Do you remember earlier when I said that Derek said, “When performing the huge matrix multiplications required by deep neural networks, most of the time and energy goes into fetching those weight values rather than actually doing the computation.” Well, in the case of Mythic’s technology, the weight values are already stored in the floating gates.
The end result of all this is that the first of Mythic’s devices, the M1076, which is implemented in what would now be considered to be a cheap-and-cheerful 40nm process technology, can perform 25 trillion math operations per second whilst consuming only around 3 watts of power (an equivalent digital platform would be around the size of a 1/3 height shoebox equipped with a turbofan to dissipate the 100 watts of power it was guzzling).
Meet the Mythic 1076 (Image source: Mythic AI)
Now, there are all sorts of nitty-gritty details that I don’t have the time or the energy (no pun intended) to go into here — such as the fact that there’s a lot of internal calibration (employing analog and digital techniques) to ensure that the device consistently hits its 8-bits of accuracy, also the fact that the layers of analog neurons are interspaced with interfaces in the digital domain — but the bottom line is that the M1076 has the capacity for around 80 million synapses. These synapses can be arranged in layers as required. That is, you could theoretically have a single layer with 80 million synapses, or 100 layers each with 800,000 synapses, or 80 million layers each with a single synapse.
Of course, very few people wish to purchase a chip on its own and then start experimenting with it. What is required is a development board with some sort of interface (say PCIe) that can be plugged into a computer. For this reason, the folks at Mythic offer a complete M1076-based family from chip to development board to evaluation system.
Meet the M1076 family (Image source: Mythic AI)
But wait, there’s more, because Mythic also offers support for a wide variety of host platforms — including X86, NVIDIA Jetson Xavier NX/TX2, Qualcomm RB5, and NXP i.MX8M — running Linux Ubunto or Linux for Tegra (NVIDIA), with pre-trained deep neural net (DNN) models for applications like an object detector (YOLOv3), Pose Estimator (OpenPose V1.5 Body25), and Classifiers (ResNet 18 and ResNet50).

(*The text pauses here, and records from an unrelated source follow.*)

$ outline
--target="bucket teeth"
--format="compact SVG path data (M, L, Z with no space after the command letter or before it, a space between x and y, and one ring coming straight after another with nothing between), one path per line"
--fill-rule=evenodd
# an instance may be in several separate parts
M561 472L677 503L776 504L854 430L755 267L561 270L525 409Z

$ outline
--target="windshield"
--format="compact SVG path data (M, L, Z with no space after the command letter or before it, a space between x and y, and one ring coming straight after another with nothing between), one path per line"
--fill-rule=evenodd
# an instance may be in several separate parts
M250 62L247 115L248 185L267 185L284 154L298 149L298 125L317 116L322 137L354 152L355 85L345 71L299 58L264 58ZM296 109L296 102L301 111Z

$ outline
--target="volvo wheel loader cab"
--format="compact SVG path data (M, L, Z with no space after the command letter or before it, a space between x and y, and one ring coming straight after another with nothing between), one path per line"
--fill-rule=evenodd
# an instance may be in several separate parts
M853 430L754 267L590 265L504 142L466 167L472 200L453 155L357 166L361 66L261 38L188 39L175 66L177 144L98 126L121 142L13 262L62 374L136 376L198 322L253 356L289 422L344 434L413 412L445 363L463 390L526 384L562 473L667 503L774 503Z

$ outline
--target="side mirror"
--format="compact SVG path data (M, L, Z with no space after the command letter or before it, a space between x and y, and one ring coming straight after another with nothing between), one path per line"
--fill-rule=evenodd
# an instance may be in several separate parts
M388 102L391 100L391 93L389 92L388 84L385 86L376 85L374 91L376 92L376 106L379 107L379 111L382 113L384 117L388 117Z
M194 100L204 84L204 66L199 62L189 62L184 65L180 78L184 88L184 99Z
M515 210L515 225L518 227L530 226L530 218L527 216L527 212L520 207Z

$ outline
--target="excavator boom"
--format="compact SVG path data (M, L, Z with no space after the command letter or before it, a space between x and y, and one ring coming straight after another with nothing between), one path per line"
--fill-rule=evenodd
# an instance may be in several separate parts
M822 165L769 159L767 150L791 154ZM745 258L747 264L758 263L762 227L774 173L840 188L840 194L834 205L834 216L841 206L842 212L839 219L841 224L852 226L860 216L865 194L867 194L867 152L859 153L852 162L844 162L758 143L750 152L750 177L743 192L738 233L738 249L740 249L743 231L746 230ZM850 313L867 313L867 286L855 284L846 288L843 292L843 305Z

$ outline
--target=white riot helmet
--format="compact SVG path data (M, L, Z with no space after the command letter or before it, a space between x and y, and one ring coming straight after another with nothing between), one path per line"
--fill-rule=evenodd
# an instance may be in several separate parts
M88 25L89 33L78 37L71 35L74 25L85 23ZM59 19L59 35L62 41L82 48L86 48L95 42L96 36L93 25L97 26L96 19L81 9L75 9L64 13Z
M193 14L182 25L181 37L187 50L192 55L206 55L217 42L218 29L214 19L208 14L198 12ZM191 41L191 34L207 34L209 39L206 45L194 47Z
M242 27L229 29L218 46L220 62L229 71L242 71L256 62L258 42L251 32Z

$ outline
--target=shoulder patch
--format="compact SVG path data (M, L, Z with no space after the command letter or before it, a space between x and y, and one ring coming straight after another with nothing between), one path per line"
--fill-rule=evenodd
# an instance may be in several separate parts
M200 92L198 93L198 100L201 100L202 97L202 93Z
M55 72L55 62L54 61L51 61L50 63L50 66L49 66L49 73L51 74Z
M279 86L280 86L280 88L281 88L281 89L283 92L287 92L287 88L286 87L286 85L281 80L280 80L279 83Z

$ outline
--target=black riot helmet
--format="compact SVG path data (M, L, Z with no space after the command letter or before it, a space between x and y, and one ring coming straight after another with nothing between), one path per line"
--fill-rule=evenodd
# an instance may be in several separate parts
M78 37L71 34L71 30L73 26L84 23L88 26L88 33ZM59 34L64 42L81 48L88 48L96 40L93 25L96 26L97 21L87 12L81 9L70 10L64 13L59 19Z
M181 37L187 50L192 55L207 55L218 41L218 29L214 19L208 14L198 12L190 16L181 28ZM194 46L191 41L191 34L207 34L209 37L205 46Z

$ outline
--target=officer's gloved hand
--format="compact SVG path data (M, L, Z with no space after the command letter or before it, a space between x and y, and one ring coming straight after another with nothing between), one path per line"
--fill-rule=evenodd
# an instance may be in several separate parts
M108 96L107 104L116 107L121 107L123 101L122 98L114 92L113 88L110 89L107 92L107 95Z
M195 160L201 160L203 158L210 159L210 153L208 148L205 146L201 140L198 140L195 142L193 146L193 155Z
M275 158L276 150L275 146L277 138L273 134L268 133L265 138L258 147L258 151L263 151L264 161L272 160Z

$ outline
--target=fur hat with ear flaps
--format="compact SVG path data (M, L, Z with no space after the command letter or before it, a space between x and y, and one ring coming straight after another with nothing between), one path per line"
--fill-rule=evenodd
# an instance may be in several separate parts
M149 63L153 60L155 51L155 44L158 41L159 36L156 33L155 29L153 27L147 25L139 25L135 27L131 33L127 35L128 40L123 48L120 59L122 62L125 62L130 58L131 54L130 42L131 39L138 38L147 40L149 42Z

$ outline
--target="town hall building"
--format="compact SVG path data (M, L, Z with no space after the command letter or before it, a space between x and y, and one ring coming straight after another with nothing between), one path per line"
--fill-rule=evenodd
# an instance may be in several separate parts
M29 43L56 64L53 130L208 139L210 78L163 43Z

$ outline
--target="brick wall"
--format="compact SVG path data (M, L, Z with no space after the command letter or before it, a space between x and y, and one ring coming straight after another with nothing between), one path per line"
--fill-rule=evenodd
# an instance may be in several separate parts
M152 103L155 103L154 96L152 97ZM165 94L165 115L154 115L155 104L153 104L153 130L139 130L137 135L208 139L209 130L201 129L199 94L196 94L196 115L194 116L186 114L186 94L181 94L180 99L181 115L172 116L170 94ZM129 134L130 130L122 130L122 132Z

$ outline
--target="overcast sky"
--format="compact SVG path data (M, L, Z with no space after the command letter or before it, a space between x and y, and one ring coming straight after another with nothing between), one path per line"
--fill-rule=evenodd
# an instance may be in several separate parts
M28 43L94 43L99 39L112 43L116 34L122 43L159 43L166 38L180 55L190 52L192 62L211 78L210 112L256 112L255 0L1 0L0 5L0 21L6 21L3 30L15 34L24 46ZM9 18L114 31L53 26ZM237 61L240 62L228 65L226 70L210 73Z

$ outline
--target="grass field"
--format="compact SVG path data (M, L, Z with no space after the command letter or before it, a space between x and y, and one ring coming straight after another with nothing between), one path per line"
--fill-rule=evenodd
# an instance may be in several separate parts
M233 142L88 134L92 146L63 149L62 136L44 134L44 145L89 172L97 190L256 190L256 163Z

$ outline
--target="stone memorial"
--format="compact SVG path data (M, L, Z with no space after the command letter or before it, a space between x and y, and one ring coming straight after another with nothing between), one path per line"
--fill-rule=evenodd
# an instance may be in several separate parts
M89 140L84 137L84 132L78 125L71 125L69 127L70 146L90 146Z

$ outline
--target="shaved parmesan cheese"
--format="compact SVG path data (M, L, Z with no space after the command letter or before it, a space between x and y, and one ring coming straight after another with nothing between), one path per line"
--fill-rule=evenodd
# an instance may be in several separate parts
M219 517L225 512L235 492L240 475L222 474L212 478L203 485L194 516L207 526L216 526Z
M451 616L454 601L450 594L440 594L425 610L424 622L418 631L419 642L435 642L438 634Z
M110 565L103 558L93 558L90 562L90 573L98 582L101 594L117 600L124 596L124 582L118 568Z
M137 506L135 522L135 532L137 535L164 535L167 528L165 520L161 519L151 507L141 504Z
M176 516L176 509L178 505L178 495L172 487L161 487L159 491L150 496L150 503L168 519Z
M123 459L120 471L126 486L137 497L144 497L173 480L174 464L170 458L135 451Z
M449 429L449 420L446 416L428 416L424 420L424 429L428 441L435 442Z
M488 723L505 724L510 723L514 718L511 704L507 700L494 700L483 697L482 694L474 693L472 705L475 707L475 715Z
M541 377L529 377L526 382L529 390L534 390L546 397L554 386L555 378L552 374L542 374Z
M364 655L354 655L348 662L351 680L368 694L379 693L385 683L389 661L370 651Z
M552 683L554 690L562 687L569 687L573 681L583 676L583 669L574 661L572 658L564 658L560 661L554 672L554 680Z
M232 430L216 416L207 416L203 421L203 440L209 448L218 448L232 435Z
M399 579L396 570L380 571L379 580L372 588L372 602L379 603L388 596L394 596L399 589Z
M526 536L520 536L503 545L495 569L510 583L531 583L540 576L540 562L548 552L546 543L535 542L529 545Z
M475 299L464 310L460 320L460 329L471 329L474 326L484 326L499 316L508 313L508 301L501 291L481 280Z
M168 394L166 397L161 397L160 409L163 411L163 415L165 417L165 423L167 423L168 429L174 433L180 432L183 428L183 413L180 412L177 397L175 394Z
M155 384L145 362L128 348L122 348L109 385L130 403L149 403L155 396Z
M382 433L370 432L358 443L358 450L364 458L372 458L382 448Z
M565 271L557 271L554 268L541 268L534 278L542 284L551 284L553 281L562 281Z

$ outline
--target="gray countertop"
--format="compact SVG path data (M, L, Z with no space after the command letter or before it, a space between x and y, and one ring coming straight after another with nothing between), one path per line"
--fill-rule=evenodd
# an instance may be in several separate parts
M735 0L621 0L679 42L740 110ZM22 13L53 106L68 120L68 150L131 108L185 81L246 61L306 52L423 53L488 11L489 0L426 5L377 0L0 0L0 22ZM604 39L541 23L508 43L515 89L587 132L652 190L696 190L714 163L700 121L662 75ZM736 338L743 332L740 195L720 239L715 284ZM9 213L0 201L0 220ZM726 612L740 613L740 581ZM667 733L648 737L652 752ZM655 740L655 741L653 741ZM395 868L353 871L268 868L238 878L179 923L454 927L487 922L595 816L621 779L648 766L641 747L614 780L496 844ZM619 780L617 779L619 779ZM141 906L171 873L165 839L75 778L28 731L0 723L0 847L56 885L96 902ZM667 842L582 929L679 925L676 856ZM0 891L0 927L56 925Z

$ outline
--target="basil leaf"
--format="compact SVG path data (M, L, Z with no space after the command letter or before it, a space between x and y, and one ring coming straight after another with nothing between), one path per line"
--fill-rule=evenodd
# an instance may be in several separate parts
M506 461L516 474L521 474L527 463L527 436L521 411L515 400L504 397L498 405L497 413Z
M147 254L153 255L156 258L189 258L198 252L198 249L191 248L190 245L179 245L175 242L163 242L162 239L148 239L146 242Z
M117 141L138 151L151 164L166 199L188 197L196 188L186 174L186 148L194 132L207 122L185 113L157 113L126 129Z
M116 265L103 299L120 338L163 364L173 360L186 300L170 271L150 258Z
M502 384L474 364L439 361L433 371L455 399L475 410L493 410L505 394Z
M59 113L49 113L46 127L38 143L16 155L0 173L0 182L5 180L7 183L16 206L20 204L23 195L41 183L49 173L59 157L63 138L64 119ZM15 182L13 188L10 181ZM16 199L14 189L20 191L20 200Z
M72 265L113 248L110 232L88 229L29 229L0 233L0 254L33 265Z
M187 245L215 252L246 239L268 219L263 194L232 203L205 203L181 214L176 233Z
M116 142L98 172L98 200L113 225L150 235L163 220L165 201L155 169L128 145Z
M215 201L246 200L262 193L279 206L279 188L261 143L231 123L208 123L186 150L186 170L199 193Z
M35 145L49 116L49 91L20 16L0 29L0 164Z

I don’t know about you, but much like the classic Guinness advert, I think this is “Brilliant!” I would never have conceived the idea of creating ANNs with analog neurons formed from columns of Flash cell synapses in a million years but — now I’ve been exposed to the concept — I think this could herald a new day in AI inferencing. As always, we certainly do live in exciting times. How about you? Do you have any thoughts you’d care to share on any of this?